I also have one ceramic painted plaque of him when he was a young man. I often look at it. I sometimes ask him if my life brings a smile to his face. I wonder if the struggles I am working through are like his struggles. I have told him of my hopes that my work here can somehow bring healing to him in his time, in his life.

I wrote a prayer to him while I was in the Ashram:
You preceded me here by 65 years. 
I am here now, Great Grandfather. 
Are you here too? 
I'd like to see God with you. 
I'd like to live our family's highest and most healing destiny.

I'm the end of your family line on earth. 
I have no blood and bone descendants to follow me. 
The press of time is upon me Great Grandfather. 
So few breaths are left. 
Yet so much living remains for me. 
Who are you in me? 
And what needs to be said or done before I leave this place?

I began to think of lineage.
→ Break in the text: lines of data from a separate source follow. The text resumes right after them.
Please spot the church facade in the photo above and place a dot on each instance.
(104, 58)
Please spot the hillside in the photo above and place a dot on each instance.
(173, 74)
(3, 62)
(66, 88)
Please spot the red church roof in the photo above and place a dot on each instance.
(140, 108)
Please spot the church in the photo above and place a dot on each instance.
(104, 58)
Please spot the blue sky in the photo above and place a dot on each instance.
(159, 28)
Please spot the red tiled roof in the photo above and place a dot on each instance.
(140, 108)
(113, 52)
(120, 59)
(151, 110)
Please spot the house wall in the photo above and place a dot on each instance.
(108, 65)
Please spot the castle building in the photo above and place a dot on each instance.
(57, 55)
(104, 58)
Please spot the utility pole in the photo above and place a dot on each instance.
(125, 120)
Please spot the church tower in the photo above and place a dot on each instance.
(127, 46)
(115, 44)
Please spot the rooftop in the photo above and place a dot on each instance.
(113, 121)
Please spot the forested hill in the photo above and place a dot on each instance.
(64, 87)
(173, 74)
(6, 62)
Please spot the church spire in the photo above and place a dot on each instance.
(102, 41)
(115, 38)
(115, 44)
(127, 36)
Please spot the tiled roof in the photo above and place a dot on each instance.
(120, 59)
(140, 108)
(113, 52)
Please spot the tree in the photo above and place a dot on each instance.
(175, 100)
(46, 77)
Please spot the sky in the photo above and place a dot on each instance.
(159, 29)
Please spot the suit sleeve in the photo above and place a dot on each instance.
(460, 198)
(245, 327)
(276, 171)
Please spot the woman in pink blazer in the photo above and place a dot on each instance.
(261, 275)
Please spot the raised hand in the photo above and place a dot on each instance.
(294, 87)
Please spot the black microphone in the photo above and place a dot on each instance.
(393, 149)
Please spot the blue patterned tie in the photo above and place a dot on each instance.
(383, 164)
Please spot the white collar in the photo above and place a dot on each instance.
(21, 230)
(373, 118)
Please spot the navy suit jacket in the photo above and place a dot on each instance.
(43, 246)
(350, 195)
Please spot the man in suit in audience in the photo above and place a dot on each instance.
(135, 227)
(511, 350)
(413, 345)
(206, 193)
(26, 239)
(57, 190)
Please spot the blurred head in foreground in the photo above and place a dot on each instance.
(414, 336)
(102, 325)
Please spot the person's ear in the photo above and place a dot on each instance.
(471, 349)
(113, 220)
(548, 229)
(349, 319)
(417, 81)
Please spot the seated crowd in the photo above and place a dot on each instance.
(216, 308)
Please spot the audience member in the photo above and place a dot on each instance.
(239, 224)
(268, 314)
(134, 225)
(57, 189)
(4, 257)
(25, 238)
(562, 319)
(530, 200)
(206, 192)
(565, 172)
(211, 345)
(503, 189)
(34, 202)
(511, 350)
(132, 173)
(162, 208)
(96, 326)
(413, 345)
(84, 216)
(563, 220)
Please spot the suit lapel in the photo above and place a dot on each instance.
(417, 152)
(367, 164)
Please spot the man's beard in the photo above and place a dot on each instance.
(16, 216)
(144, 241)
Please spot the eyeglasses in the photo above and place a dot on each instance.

How important it is to touch someone or something connected with another generation? I have a glimmering that what we do, including our smallest habits, directly affects those who came ahead and those who follow us. That time is a circle, not a unidirectional line. I'm not sure that human beings have the physical capacity to understand the physics of spirit and time, yet.

Try to imagine this: everyone you ever loved or hated, every event that sings in your blood, every voice in your genes, every being, is alive right in the here and now. Just because we cannot see through time and dimensional space does not mean that we are alone in this moment. Perhaps God can see all the ancestors and descendants. And God sees them always right in the here and now, along with me and you.

So I come on faith, into an American Ashram, to find parts of me I'd forgotten. One of those parts has a name: Ludwig Muther.

There are moments in everyone's life that are transcendent, where figuring it all out loses its gravity. Where connection with love and lineage and being present are all that is real. Those moments ask us to have faith, action and will.  If we pause and pray we can touch what is hidden all around us in plain sight.

I see the results of all your good and difficult work, Great Grandfather. May I have faith in loving kindness. May my actions in these fleeting moments of forever bring healing and happiness.

Who sings in your veins? 
What actions and dreams yearn to live through you?